Doc Martens

art by Shannon Kavanagh
The realtor’s tall, wears a camel hair coat. I look down at my shoes. At sixty, I’m sporting Doc Martens. Black leather, laces, huge rubber soles. Bright yellow stitching, mocking my grief. Tom gave them to me last Christmas.
A memory slams me: our first anniversary, Tom giving me clogs. We spent that night in Annapolis. After a leisurely breakfast we took a stroll through the town. There they were in a store window, soft black suede, blond wooden sole. He saw my lust, pulled open the door, the smell of fine leather beckoned me in. He insisted I try the clogs on. Pulled out the credit card when he saw I was transformed. The clogs said: You are more than a young wife and mother. You are creative, artistic, you have a voice and a path of your own. They were expensive for us, especially then, with a baby at home. He laughed at the noise I made on the cobblestones back to the car.
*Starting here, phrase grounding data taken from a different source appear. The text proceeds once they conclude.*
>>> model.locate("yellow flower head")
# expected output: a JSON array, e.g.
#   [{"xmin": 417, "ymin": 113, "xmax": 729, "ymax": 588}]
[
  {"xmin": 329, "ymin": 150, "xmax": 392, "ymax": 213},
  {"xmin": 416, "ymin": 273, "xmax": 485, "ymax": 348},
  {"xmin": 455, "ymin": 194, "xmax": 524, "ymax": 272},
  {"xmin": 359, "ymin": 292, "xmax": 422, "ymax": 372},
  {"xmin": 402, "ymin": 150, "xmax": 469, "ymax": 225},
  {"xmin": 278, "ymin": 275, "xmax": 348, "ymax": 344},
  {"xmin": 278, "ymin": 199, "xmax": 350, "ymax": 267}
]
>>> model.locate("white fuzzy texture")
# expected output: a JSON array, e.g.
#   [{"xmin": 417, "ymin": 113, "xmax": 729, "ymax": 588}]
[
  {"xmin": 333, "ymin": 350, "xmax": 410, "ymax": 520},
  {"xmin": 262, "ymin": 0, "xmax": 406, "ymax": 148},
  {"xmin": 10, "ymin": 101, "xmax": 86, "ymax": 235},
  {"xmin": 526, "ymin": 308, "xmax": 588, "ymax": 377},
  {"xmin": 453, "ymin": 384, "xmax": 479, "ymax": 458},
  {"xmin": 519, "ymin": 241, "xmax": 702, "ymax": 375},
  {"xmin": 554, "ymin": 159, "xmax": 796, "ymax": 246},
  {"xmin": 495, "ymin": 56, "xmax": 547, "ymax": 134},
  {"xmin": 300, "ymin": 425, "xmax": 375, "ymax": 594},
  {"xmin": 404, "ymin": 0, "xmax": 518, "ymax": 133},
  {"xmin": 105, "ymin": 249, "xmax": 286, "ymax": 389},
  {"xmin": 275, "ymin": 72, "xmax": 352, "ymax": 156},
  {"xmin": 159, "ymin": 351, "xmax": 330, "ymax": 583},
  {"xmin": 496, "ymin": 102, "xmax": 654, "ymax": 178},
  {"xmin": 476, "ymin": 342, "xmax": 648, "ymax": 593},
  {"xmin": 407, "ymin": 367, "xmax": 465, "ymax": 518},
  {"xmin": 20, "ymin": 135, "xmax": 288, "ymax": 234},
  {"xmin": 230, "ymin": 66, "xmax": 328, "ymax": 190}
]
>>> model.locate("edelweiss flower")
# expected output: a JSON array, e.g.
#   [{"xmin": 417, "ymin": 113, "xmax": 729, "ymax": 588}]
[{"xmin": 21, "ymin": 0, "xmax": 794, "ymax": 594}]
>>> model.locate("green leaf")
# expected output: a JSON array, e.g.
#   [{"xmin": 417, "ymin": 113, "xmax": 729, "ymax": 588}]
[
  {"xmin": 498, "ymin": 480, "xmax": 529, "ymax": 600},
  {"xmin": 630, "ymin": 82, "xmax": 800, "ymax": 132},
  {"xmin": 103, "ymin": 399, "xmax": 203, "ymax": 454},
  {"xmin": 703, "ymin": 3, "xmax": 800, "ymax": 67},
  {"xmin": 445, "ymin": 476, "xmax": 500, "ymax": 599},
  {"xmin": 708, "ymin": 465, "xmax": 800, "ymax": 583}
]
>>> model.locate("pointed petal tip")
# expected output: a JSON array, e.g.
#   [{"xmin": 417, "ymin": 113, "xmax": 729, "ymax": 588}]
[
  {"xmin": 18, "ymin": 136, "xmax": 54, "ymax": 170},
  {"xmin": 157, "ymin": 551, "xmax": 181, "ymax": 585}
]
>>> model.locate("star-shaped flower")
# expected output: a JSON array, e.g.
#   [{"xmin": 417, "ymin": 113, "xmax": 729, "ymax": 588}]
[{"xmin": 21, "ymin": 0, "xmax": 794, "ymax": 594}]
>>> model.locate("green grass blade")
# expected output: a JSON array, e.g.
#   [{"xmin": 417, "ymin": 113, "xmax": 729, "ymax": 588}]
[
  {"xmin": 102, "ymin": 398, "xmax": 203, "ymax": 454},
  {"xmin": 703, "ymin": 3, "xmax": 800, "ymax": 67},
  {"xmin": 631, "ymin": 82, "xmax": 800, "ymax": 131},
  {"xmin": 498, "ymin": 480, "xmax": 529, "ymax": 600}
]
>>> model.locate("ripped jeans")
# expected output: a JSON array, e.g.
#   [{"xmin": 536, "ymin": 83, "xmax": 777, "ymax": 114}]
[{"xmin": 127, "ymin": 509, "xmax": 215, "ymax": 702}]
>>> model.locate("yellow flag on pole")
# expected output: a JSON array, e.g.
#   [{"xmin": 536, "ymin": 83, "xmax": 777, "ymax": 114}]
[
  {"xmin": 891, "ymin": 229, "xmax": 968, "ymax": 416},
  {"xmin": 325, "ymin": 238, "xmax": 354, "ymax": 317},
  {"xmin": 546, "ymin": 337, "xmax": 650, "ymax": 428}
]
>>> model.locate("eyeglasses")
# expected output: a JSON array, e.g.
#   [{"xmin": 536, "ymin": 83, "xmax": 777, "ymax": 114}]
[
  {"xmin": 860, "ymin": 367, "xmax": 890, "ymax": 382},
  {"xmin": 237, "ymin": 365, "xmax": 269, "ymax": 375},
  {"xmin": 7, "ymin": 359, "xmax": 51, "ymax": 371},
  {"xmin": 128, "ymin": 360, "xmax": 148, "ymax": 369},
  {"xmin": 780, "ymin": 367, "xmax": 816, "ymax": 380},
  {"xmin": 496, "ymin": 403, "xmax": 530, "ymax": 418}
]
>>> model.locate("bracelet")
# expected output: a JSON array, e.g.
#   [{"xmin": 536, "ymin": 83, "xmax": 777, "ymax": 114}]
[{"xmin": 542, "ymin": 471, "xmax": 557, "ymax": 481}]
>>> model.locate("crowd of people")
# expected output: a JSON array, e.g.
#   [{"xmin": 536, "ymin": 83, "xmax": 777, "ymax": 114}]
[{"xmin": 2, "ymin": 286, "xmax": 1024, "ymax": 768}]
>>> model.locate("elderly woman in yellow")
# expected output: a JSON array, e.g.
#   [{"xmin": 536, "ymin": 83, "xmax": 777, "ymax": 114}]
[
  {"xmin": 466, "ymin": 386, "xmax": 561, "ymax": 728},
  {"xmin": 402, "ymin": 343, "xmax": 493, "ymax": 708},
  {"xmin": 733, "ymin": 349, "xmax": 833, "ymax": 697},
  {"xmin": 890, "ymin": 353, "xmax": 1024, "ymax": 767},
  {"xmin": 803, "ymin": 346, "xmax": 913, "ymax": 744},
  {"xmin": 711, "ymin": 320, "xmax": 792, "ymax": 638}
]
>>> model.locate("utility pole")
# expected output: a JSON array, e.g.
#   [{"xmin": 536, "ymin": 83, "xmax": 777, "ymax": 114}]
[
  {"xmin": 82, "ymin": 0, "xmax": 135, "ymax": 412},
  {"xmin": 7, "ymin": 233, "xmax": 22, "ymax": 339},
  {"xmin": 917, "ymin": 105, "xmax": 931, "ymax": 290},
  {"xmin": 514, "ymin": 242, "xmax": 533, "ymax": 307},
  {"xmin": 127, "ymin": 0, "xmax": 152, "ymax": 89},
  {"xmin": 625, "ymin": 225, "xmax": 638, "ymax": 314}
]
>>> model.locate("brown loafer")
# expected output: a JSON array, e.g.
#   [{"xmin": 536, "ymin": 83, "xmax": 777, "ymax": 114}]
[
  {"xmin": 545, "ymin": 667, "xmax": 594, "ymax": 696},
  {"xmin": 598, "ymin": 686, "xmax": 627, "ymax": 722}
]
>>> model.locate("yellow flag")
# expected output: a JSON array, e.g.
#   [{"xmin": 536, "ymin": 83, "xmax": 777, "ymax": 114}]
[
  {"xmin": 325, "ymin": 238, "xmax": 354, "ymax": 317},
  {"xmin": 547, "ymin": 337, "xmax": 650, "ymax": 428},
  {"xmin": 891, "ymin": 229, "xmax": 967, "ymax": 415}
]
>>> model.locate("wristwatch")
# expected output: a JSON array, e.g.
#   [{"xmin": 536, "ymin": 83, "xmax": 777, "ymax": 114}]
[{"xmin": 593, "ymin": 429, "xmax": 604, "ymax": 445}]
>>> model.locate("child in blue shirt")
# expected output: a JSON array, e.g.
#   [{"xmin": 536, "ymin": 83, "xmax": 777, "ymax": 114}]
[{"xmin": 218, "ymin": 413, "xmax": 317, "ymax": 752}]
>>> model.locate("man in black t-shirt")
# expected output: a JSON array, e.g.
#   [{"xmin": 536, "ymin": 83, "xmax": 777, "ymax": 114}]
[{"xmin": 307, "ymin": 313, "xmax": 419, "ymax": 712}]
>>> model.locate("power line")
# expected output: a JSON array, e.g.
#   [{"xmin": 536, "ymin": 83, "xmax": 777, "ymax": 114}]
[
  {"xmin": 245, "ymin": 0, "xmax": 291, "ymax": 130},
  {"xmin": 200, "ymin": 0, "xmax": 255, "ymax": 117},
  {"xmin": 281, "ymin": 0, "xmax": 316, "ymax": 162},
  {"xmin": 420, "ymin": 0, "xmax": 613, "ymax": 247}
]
The realtor’s pretty. Her make up is perfect. The condo is huge for this building, twelve hundred square feet. She thinks I’m not sold. The balcony view is stunning, she says.
I was right out of college when Tom and I met. He was eleven years older than me. He turned thirty-five when our first child was born. Forty, when we purchased the house we love and will leave now. At seventy-one he’s been told there’s no cure. We’ll move here for the one-level living. He needs a room with a view for his hospital bed at the end.
The realtor strides to a closet, opens the door. We stand shoulder to shoulder in an interior space looking at artifacts of lives intertwined — his pants here, her shoes there. I need a window, some air.
Stop it, now. Smile bright. Talk about financing, fees. Ask the realtor if she has another condo to show, one with a view?
His gift of Doc Martens said: thank you for missing your punk years for me, your wild years for me.
Live them after I’m gone.
He stands in front of me at a precipice, reaching back for my hand. Even with his encouragement, I can’t look over.
No, these boots were made for working. He gave me shoes to trudge on an endless expanse of tarry despair. What will be the heavier load? Life alone or witnessing the grief of my children? The leather, impenetrable, strong; the laces, so tight, double knotted. They’ll keep my feet on the ground when it all falls down.